Rocking Functional Combinators

Published on February 15, 2018 by Vasily Vasinov

Higher-order functions applied to collections—or collection combinators—are some of the most powerful programming tools. They are largely based on functional programming principles and can be used to organize data processing code.

Anyone starting to incorporate functional and reactive idioms into their work can get overwhelmed by the sheer volume of different combinators. The purpose of this lesson is to explain how foundational combinators work and how higher-level combinators utilize base concepts to achieve more specialized solutions.

This lesson will focus on standard Scala implementations of combinators but the ideas behind Scala combinators can be applied to combinators in any other language, be it Ruby, Java, Python, or JavaScript. Most combinators can be used on all standard Scala collections (e.g., List, Set, and Map). They can also be applied to Options, Eithers, and Trys that are special—monadic—kinds of collections.

Foreach

Let’s start with the most basic combinator called foreach. Just like all combinators, it’s a higher-order function, meaning that it accepts another function as an argument.
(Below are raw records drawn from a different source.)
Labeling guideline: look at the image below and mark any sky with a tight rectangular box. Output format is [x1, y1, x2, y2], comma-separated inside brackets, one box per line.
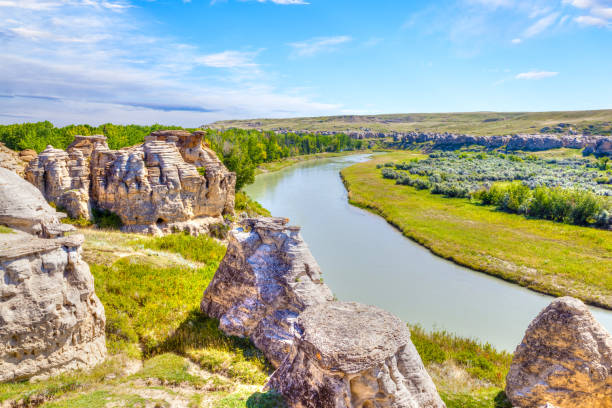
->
[0, 0, 611, 127]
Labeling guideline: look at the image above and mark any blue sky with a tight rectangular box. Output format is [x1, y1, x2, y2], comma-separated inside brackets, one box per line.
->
[0, 0, 611, 126]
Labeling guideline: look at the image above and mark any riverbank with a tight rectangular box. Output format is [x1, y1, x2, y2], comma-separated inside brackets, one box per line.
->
[341, 152, 612, 309]
[255, 150, 374, 175]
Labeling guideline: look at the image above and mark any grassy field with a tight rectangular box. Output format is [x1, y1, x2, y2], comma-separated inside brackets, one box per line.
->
[341, 151, 612, 309]
[210, 110, 612, 136]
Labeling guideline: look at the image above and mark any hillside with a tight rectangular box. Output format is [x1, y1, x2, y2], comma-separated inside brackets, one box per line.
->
[208, 110, 612, 136]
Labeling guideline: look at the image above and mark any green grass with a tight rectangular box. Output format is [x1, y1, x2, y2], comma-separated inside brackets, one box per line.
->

Say, we have a collection of messages expressed as a sequence of case classes:

case class Message(id: Int, author: String, body: String,
                   sentAt: Long, receivedAt: Option[Long])

val t = Instant.now.getEpochSecond

val messages = Seq(
  Message(1, "Alice", "Hi Bob!", t - 20, Some(t - 19)),
  Message(2, "Bob", "Hey Alice!", t - 18, Some(t - 15)),
  Message(3, "Alice", "Want to hack on some crypto?", t - 10, Some(t - 9)),
  Message(4, "Bob", "Sure! BTC or ETH?", t - 5, Some(t - 3)),
  Message(5, "Alice", "Crypto is not cryptocurrency!", t, None)
)

How would we print bodies of all messages? In a typical OOP language we would use a for loop but Scala provides a different option:

messages.foreach(m => println(m))

Here we pass an anonymous function to the foreach combinator that calls—or applies—this function messages.length number of times and passes all elements of messages into it sequentially. Foreach doesn’t return anything and is only intended for code with side effects.

Side Effect

A side effect refers to the modification of state elsewhere in the program. It could be writing data to disk, changing a variable, or performing a UI interaction.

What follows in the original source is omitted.